Le 14 juillet 1956, Joseph Wresinski rejoint les 252 familles rassemblées dans le camp des sans-logis. Il y éprouve un véritable choc. « Ce jour-là, je suis entré dans le malheur », écrira-t-il plus tard.

« J'ai été hanté par l'idée que jamais ces familles ne sortiraient de la misère aussi longtemps qu'elles ne seraient pas accueillies dans leur ensemble, en tant que peuple, là où débattaient les autres hommes. Je me suis promis que si je restais, je ferais en sorte que ces familles puissent gravir les marches du Vatican, de l'Élysée, de l'ONU... »

Désormais, il consacrera toute son énergie à faire reconnaître ces personnes en quête de dignité, qui possèdent une pensée et une expérience uniques, indispensables à la société. Il s'oppose à la soupe populaire et propose aux familles un jardin d'enfants et une bibliothèque. « Ce n'est pas tellement de nourriture, de vêtements qu'avaient besoin tous ces gens, mais de dignité, de ne plus dépendre du bon vouloir des autres. » Une chapelle, des ateliers pour les jeunes et les adultes, une laverie, un salon d'esthétique pour les femmes vont être réalisés peu à peu.

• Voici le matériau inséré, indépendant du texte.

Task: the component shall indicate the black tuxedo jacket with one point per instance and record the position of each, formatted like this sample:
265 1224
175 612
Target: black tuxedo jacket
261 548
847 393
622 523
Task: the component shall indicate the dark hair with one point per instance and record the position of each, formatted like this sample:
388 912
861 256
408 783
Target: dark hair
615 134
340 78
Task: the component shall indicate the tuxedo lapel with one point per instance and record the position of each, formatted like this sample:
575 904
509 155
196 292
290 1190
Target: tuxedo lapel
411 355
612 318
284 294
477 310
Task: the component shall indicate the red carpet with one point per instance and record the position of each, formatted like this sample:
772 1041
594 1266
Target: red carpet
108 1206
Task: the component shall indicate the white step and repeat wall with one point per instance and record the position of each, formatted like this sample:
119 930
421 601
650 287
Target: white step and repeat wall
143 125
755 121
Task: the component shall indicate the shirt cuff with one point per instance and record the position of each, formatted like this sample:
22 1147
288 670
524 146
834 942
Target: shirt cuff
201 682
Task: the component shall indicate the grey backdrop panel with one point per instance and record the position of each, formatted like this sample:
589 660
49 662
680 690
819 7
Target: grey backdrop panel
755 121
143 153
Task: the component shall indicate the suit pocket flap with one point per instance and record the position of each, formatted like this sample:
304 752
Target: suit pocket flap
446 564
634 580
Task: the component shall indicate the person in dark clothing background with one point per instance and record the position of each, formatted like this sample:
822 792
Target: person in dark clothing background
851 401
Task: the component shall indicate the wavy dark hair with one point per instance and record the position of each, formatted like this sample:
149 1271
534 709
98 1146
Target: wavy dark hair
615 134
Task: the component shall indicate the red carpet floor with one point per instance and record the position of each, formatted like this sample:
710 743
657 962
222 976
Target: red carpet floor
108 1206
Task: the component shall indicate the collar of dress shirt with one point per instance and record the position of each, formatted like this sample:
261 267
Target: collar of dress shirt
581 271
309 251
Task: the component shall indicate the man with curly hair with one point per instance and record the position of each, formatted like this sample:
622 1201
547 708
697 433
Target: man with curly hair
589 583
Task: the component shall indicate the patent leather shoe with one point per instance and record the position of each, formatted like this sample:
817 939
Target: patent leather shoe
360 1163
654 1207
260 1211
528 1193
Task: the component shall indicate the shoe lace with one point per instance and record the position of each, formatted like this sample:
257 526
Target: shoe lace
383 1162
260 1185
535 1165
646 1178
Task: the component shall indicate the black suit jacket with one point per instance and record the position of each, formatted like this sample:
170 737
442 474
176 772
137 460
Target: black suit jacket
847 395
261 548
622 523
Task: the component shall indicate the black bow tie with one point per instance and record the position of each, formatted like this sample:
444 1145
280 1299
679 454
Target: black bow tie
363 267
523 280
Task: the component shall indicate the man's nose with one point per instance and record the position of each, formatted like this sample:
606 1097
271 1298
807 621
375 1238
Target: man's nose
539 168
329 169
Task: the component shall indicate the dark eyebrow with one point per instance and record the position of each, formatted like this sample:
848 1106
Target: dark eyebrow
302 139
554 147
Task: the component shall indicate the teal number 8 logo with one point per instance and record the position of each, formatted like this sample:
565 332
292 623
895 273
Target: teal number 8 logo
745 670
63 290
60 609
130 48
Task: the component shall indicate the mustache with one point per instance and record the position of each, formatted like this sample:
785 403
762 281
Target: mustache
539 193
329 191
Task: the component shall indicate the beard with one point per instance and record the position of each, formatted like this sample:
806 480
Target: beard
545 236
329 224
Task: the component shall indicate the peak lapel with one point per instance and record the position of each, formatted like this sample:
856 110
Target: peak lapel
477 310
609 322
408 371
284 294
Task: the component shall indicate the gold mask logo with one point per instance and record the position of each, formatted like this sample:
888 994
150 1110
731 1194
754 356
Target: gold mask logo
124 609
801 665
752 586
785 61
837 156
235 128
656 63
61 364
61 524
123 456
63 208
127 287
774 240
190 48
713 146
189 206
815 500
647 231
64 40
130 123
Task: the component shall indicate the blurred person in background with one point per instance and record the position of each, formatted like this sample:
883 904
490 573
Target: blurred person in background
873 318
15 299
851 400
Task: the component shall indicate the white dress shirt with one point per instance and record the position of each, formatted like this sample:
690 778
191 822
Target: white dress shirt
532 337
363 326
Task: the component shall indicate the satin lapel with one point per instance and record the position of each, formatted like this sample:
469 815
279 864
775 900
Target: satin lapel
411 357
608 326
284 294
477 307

Fondateur du Mouvement international ATD Quart Monde

Avec les habitants du camp qui veulent bien le suivre et quelques amis, en 1957, il fonde une première association qui prend l’appellation d'« Aide à toute détresse » (ATD Quart Monde). « Nous n'avions rien que nos personnes à offrir. Ces familles qui vivaient dans l'extrême pauvreté, nous avons voulu dès le départ qu'elles soient les défenseurs de leurs frères ». Des personnes de tous horizons le rejoignent. Le Père Joseph a fondé un mouvement marqué par le pluralisme des croyances et des convictions. « Pour moi, il s'agissait d'un droit de justice de permettre à n'importe quel homme quelles que soient sa foi, ses idées, sa culture, de pouvoir descendre au plus bas de l'échelle sociale. »Il crée ensuite le terme « Quart Monde» pour donner une identité collective à ces familles dispersées. Peu à peu le Mouvement s'étend, en France, en Europe, et dans plus de trente pays sur les cinq continents. Pour le père Joseph, il ne s'agit pas de mener des actions « caritatives » au sens habituel de donner des biens matériels. Il s'agit de refuser la misère, ce qui nécessite de réfléchir et d'agir autrement en prenant en compte la pensée et l'expérience des plus pauvres. Beaucoup désirent que les pauvres changent de comportement. Beaucoup pensent nécessaire de les éduquer. Le père Joseph, lui, propose de construire une proximité avec les plus blessés pour changer avec eux à partir de la connaissance de leur histoire et de leur quotidien.

Il était prêtre et aimait  à le rappeler souvent : "Je suis prêtre de l'Eglise catholique, apostolique et romaine" mais, respectant les convictions des personnes qui rejoignait son combat il créa un Mouvement ouvert à tous demandant à chacun de confronter ses références religieuses, politiques ou philosophiques avec l'expérience de la misère et de l'exclusion sociale. Lui-même n'a cessé de creuser sa connaissance des textes chrétiens particulièrement l'Evangile où il voyait vivre son peuple autour du Christ. « Pour moi qui suis prêtre, si les pauvres son ma vie, l'Eglise est mon oxygène. »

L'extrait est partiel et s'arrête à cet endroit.